Kryptowährungen werden dezentral geschürft und unterliegen keinerlei Kontrolle durch die Banken und den Staat.

Nachdem die ersten Bitcoins 2009 zur Verfügung standen, kosteten sie nur einige Dollarcent und wurden auf Online-Marktplätzen gehandelt, wo sich am Markt ein Preis bildete. Sie konnten und können gegen reales Geld getauscht werden, doch viele Händler akzeptieren sie inzwischen auch als Zahlungsmittel. Vor allem in Japan ist das Bezahlen mit Bitcoins sehr ausgeprägt, daher erhielt diese Kryptowährung dort auch den Status als offizielles Zahlungsmittel.
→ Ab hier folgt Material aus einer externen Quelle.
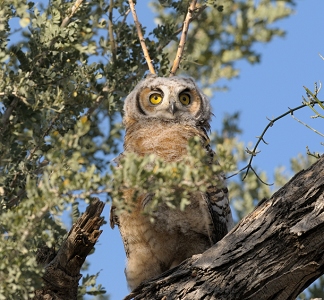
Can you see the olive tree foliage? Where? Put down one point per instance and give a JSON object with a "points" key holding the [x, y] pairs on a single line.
{"points": [[66, 67]]}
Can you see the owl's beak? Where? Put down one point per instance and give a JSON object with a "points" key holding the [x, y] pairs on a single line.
{"points": [[172, 107]]}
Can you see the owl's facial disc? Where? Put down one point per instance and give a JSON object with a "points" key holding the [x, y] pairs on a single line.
{"points": [[180, 103]]}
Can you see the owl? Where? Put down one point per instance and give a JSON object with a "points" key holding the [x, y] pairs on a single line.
{"points": [[161, 115]]}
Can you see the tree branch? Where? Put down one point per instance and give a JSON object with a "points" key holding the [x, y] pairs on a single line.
{"points": [[62, 270], [141, 37], [273, 253], [254, 151], [74, 8], [183, 38]]}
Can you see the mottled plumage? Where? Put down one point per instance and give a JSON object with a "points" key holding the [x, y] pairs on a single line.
{"points": [[161, 115]]}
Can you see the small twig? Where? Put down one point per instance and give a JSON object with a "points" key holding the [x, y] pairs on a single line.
{"points": [[141, 37], [111, 31], [314, 154], [254, 151], [309, 127], [74, 8], [183, 38], [174, 34]]}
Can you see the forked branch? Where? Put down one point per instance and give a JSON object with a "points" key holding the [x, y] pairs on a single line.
{"points": [[254, 151], [141, 37], [183, 38]]}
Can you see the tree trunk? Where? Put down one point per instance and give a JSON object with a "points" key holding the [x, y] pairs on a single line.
{"points": [[62, 269], [273, 253]]}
Der Kauf oder Verkauf von Bitcoins wird zwar von Online-Marktplätzen gegen eine sehr kleine Provision organisiert, doch die eigentlichen Transaktionen finden direkt zwischen den Käufern und Verkäufern über ein sogenanntes Peer-to-Peer-Netzwerk statt. Beide Seiten bleiben dabei anonym, die Transaktion kann aber im Netzwerk nachvollzogen werden. Damit unterscheidet sich der Bitcoin übrigens von einigen anderen Kryptowährungen - wie beispielsweise dem Monero -, die noch intransparenter sind: Dort ist gar nichts nachzuvollziehen.